The brief outlines the Board’s losing streak in the District Court via habeas corpus filings challenging the government’s mandatory detention statutory interpretations under Matter of Saysana and culminating with the First Circuit overturning Matter of Saysana for Maine, Massachusetts, New Hampshire, Puerto Rico and Rhode Island. While encouraging the Board to overturn Saysana, concomitantly AILA Amicus Committee asked the tribunal to reconsider its overall approach to mandatory detention. The Board’s on-going support for the broad interpretations of INA § 236(c), even beyond Saysana, has resulted in large numbers of additional detainees filing the nation’s detention centers, not to mention untold emotional, financial and psychological hardship and suffering imposed on both detainees and their families. The Amicus Committee urged the BIA to reconsider its heretofore strict and frequently overturned interpretations of INA § 236(c) in favor of a narrower and more tightly applied mandatory detention policy.

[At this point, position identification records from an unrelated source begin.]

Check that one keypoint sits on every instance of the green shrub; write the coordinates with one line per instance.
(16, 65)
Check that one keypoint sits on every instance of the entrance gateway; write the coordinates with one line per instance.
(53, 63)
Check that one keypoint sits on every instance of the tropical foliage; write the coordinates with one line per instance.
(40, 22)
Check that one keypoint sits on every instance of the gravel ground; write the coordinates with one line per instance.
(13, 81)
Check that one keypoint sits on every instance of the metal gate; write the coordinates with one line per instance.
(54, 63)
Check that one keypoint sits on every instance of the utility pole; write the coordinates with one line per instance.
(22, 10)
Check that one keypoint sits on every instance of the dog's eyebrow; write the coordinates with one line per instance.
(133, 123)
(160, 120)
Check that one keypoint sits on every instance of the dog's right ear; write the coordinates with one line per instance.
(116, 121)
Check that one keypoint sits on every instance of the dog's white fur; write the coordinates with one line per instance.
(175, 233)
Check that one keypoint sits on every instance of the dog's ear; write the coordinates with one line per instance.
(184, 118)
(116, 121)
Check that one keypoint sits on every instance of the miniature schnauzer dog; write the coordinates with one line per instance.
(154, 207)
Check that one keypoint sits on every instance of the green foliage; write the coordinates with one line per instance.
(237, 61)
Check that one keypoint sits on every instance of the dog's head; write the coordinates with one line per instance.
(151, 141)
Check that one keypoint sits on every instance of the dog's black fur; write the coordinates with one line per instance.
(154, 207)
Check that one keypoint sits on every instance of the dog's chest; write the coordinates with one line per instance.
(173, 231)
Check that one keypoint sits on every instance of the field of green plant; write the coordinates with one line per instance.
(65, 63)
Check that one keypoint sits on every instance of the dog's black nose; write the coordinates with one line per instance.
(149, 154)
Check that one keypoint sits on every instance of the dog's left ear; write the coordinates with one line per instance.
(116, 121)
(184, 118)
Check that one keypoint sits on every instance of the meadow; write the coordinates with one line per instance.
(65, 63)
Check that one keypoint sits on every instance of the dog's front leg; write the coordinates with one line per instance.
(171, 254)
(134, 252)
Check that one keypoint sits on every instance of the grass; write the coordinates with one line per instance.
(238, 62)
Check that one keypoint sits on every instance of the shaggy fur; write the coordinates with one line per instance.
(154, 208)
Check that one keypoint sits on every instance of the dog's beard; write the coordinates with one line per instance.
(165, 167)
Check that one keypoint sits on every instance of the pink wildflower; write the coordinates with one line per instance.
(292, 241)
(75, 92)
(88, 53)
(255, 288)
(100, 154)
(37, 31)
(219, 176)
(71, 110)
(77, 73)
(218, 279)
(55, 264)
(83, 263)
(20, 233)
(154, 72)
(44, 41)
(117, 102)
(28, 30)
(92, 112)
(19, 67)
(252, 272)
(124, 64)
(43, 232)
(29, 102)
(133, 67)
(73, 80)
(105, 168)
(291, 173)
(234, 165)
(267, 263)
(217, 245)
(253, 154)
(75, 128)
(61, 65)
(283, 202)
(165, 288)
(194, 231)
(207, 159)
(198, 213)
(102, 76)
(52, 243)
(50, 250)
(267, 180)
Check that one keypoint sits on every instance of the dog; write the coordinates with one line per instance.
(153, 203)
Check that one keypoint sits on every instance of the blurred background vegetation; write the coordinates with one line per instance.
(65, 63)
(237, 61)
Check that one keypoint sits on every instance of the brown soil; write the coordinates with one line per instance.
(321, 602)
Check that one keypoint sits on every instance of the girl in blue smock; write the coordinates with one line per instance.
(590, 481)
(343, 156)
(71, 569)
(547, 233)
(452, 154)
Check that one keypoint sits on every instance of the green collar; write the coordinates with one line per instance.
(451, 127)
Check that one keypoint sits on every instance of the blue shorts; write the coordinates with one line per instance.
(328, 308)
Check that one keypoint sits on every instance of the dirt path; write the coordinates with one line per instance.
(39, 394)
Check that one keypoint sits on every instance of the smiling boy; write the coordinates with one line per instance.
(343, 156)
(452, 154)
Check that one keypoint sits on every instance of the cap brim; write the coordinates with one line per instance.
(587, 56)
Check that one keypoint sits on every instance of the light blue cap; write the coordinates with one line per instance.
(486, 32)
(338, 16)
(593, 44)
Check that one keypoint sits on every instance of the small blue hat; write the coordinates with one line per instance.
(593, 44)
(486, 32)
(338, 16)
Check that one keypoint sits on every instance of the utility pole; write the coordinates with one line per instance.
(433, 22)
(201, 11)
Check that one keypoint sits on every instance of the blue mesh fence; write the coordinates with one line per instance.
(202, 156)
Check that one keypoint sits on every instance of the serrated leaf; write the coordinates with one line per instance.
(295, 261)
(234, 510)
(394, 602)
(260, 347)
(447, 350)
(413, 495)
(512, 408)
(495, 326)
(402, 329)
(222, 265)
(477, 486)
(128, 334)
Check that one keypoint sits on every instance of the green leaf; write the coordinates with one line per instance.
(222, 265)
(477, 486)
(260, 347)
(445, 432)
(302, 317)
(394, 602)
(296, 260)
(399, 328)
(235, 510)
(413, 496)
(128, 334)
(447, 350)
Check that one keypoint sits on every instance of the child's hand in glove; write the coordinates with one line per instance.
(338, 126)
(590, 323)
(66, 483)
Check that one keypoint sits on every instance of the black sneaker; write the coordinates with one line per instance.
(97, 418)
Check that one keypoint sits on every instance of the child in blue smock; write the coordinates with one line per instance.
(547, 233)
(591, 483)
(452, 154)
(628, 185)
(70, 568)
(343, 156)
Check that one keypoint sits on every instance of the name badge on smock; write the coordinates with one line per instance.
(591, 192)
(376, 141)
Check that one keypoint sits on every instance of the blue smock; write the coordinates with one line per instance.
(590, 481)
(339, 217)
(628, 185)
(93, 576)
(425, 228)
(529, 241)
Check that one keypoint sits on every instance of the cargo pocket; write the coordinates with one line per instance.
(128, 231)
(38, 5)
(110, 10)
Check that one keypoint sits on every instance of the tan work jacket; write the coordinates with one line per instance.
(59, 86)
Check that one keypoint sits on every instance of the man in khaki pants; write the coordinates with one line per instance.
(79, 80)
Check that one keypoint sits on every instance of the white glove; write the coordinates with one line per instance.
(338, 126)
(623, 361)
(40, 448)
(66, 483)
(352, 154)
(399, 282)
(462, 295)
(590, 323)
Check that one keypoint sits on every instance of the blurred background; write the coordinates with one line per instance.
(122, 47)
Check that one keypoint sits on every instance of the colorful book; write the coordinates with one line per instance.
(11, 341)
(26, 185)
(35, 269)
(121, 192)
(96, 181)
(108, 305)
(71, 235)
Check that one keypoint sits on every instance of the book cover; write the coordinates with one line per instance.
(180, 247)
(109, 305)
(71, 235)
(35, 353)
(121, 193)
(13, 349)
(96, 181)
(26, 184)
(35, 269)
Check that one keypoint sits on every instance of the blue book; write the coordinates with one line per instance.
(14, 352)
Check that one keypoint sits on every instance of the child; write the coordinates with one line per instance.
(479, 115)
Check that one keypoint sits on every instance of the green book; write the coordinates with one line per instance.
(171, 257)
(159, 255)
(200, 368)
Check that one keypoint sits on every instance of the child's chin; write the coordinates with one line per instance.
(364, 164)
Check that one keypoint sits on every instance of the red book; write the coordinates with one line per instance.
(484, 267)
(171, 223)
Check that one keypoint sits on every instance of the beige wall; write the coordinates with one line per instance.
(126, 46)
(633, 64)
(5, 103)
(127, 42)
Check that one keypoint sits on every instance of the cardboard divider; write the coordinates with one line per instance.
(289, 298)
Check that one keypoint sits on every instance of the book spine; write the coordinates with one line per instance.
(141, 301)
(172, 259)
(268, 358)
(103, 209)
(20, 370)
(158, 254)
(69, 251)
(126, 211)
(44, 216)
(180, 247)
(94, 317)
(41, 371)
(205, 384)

In short, the Amicus team is asking the BIA to follow the plain language of the law: mandatory detention applies when ICE detains a noncitizen removable for one of the INA § 236(c)(1) offenses “when released” from criminal custody. The statute (and anyone’s simple notion of justice) requires a nexus between the triggering offense and the criminal custody. It is our hope that the BIA will see the writing on the wall and do the right thing.